Lo conseguimos al intentar establecer contacto con lo que probablemente sean sus sentimientos y necesidades. Si, por ejemplo, nuestra tía nos repite por enésima vez la historia de cuando su marido la abandonó hace veinte años dejándola con dos hijos pequeños, podemos interrumpirla y decirle:
«Parece, tía, que lo que te pasó sigue haciéndote daño y que te gustaría haber sido tratada más justamente». La gente no se da cuenta de que necesita empatía, y tampoco entiende que es más probable que la reciba al expresar sus sentimientos y necesidades actuales que contando injusticias y penas del pasado.

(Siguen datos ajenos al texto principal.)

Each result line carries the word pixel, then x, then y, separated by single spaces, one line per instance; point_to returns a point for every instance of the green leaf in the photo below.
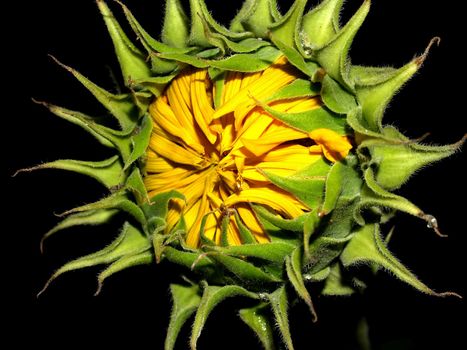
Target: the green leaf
pixel 108 172
pixel 359 125
pixel 185 58
pixel 335 97
pixel 158 207
pixel 79 119
pixel 121 106
pixel 278 302
pixel 256 16
pixel 309 120
pixel 343 181
pixel 274 251
pixel 333 57
pixel 309 227
pixel 254 62
pixel 132 61
pixel 158 66
pixel 287 29
pixel 334 186
pixel 129 242
pixel 308 189
pixel 95 217
pixel 140 141
pixel 335 284
pixel 125 262
pixel 245 234
pixel 375 195
pixel 293 225
pixel 293 266
pixel 175 30
pixel 243 270
pixel 396 163
pixel 375 87
pixel 323 251
pixel 247 45
pixel 135 185
pixel 194 261
pixel 212 296
pixel 296 59
pixel 186 300
pixel 321 23
pixel 255 317
pixel 367 75
pixel 118 200
pixel 367 246
pixel 375 98
pixel 319 276
pixel 297 88
pixel 117 139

Otra manera de animar una conversación consiste en expresar abiertamente nuestro deseo de una mayor conexión y pedir la información que nos pueda ayudar a establecerla. Una vez que estaba en una fiesta, en medio de una avalancha de palabras que para mí no tenían ningún sentido, me dirigí a las nueve personas que formaban el grupo en el que me encontraba y les dije: «Perdónenme. Me estoy poniendo impaciente porque me gustaría tener una mayor conexión con todos ustedes, y nuestra conversación no está creando el tipo de conexión que yo deseo. Me gustaría saber si la conversación que tuvimos hasta este momento respondió a sus necesidades, y si es así, cuáles son esas necesidades».
Las nueve personas me miraron con asombro, como si acabara de soltar una rata en la habitación. Por suerte me acordé de que podía sintonizar con sus sentimientos y necesidades a pesar del silencio. «¿Les molesta que les haya interrumpido porque querían seguir con la conversación?», pregunté.

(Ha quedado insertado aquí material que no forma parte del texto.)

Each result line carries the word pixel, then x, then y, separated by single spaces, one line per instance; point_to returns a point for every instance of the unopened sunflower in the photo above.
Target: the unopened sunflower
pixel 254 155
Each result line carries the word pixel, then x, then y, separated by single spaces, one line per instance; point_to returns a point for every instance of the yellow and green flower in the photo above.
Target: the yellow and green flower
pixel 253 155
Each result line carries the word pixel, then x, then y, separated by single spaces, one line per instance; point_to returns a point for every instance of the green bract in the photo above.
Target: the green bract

Tras otro silencio, uno de los presentes me respondió: «No, no me molestó en absoluto. Me quedé callado porque estaba pensando en lo que acabas de decir. La conversación no me interesaba; en realidad, me resultaba totalmente aburrida».
Esa vez me sorprendió la respuesta viniendo de quien venía, porque aquel hombre era precisamente uno de los que más había participado en la conversación. Desde que descubrí que las conversaciones que no tienen interés para el que escucha tampoco lo tienen para el que habla ya no me sorprende.
Tal vez se pregunten de dónde sacamos la valentía para interrumpir en medio de una frase a una persona cuando habla. Una vez hice una encuesta informal en la que formulé la pregunta siguiente: «Si usted habla más de la cuenta, ¿qué prefiere? ¿Quiere que su interlocutor finja que le escucha o prefiere que lo interrumpa?». Todas las personas, salvo una, manifestaron que preferían que las interrumpiesen. Sus respuestas me convencieron de que es mejor interrumpir a la persona que habla que fingir que uno la escucha. Cuando hablamos, todos pretendemos enriquecer a los demás a través de nuestras palabras, no ser unos pesados.